Satz: Angelika Kudella, Köln

eBook-Konvertierung: CPI books GmbH, Leck

ISBN eBook 978-3-8321-8263-2

www.dumont-buchverlag.de

Die Tragödie des Machismo ist, dass ein Mann nie ganz Mann genug ist.

Germaine Greer

Tausend Morgen englische Erde

Der Hase sitzt schnuppernd auf den Hinterbeinen und beobachtet aus der Ferne den Mann, der gerade das mittlere Feld betritt. Er hat die Ohren in den Wind gedreht, und als der Mann über die Kante einer Furche stolpert, macht er kehrt, um dann in gemächlichem Tempo davonzulaufen.

Der Mann sieht den weißen Fleck am Hinterteil des Tiers über Stoppeln hüpfen. Er fand es schon immer eine grausame Laune der Natur, ein so scheues Geschöpf mit einer Zielscheibe zu versehen; ein Makel der Unvollkommenheit, damit es sich nicht über seine Möglichkeiten hinaus vermehrt.

Er bleibt stehen und schaut zu, wie der Hase mit großen Sprüngen auf den schützenden Schatten der Hecke am hinteren Feldrand zuläuft, wie sich die starken Sehnen seiner Beine straffen und dehnen.

Er ist in dem Glauben erzogen worden, dass es ein Zeichen ist, wenn man den ersten Hasen der Saison sieht, aber er weiß nicht mehr genau, ob es Glück oder Unglück bedeutet. Als Mann der Erde und der Wälder und der Hohlwege neigt er zu Letzterem. Für ihn ist der Hase ein böses Omen.
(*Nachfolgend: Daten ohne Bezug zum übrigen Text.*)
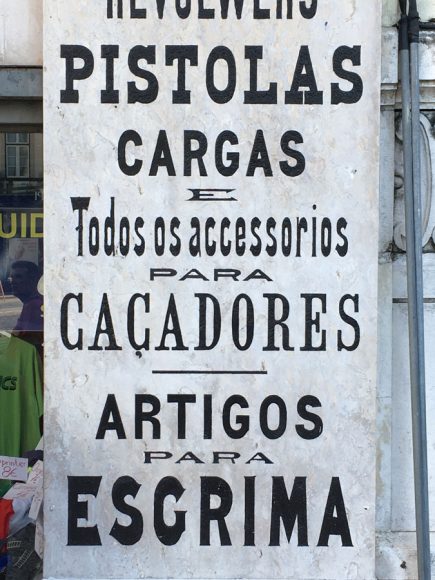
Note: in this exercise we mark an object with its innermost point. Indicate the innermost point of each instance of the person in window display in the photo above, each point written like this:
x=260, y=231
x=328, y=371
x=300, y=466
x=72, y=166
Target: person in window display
x=24, y=279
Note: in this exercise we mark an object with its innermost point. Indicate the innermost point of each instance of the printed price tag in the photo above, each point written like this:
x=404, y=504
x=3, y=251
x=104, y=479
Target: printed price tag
x=13, y=468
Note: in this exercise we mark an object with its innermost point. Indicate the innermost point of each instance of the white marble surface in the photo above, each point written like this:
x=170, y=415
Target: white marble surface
x=341, y=179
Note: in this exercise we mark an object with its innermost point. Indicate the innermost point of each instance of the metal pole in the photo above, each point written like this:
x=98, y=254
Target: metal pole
x=411, y=141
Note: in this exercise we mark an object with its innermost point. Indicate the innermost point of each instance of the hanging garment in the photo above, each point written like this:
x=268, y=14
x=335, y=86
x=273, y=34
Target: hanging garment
x=20, y=398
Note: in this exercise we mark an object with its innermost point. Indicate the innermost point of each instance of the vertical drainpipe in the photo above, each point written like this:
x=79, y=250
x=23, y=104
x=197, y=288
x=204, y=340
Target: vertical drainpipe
x=410, y=83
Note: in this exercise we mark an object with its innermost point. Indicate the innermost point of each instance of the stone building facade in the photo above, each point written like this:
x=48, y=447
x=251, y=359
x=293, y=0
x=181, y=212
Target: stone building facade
x=21, y=85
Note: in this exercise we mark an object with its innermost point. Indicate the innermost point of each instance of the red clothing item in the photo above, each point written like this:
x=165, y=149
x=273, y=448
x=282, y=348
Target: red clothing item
x=6, y=512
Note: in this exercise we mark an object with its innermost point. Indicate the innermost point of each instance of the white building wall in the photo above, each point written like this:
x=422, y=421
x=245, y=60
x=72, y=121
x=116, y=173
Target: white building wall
x=21, y=45
x=21, y=33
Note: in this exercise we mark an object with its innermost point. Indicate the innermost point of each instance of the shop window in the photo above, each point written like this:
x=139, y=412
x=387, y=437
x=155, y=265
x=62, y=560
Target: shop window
x=17, y=155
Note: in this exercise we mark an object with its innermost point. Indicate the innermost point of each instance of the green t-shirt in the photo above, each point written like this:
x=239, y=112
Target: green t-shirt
x=20, y=398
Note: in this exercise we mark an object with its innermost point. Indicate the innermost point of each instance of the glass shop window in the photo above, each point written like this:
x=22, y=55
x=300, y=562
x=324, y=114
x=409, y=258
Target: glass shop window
x=17, y=154
x=21, y=296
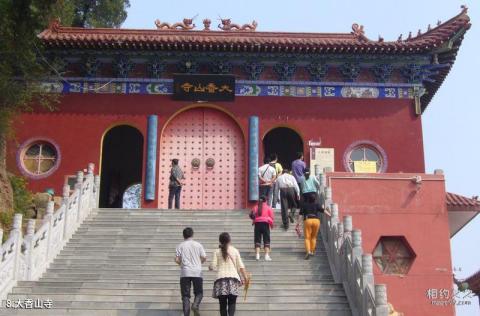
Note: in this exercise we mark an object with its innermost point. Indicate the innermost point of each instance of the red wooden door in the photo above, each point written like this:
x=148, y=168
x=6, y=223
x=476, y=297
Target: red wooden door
x=204, y=134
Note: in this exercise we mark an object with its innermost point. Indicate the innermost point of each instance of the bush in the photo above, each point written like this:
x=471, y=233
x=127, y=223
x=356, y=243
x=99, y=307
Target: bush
x=22, y=203
x=22, y=197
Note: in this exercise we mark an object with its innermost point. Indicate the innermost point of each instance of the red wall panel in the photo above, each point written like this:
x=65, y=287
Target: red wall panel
x=397, y=207
x=81, y=120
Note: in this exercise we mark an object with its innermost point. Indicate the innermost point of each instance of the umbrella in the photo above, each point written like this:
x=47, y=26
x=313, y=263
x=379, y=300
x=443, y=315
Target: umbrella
x=246, y=286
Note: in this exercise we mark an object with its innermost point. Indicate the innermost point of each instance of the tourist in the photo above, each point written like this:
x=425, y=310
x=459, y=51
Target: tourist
x=309, y=186
x=298, y=167
x=266, y=175
x=231, y=275
x=262, y=217
x=289, y=196
x=275, y=192
x=190, y=255
x=175, y=184
x=310, y=209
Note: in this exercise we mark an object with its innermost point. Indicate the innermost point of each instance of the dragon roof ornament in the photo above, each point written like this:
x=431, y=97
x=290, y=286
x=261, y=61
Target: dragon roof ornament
x=225, y=25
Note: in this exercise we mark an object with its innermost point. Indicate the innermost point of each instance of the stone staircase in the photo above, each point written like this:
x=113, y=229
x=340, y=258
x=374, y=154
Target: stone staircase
x=120, y=262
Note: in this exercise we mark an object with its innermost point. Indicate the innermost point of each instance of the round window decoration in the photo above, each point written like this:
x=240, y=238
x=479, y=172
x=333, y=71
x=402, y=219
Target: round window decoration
x=365, y=156
x=38, y=158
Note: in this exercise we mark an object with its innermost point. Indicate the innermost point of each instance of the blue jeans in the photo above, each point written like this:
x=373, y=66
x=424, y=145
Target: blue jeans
x=174, y=192
x=185, y=285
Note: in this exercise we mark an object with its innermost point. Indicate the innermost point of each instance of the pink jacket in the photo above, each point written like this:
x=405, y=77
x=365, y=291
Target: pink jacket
x=266, y=217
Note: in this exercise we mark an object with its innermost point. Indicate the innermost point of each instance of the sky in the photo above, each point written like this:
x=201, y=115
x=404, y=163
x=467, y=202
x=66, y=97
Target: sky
x=451, y=124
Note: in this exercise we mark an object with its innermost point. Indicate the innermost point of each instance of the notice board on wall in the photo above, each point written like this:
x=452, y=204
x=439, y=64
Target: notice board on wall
x=321, y=158
x=365, y=166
Der Mann geht am Rand des Feldes entlang und genießt die tief stehende Sonne im Gesicht. Er betrachtet die trägen Anfänge des Tagbogens, den sie über das Feld beschreibt, und zum ersten Mal in diesem Jahr ist er froh, dass er zu Fuß zur Arbeit gehen kann. Andere Farmer würden ihn für absonderlich halten für jede Sekunde, die er zusätzlich im Freien verbringt; und im Herbst und Winter kommt es oft vor, dass er den Anderthalb-Meilen-Fußweg verflucht, der ihn an der Eisenbahntrasse entlang unter der Brücke hindurch und auf den neuen Fahrradweg führt, der vor Kurzem mit schlechtem körnigem Mischgut angelegt wurde, in dem sich Pfützen bilden wie in den hohlen Händen eines durstigen Mannes, der an einem heißen Erntetag kühles Wasser aus einem Trog schöpft.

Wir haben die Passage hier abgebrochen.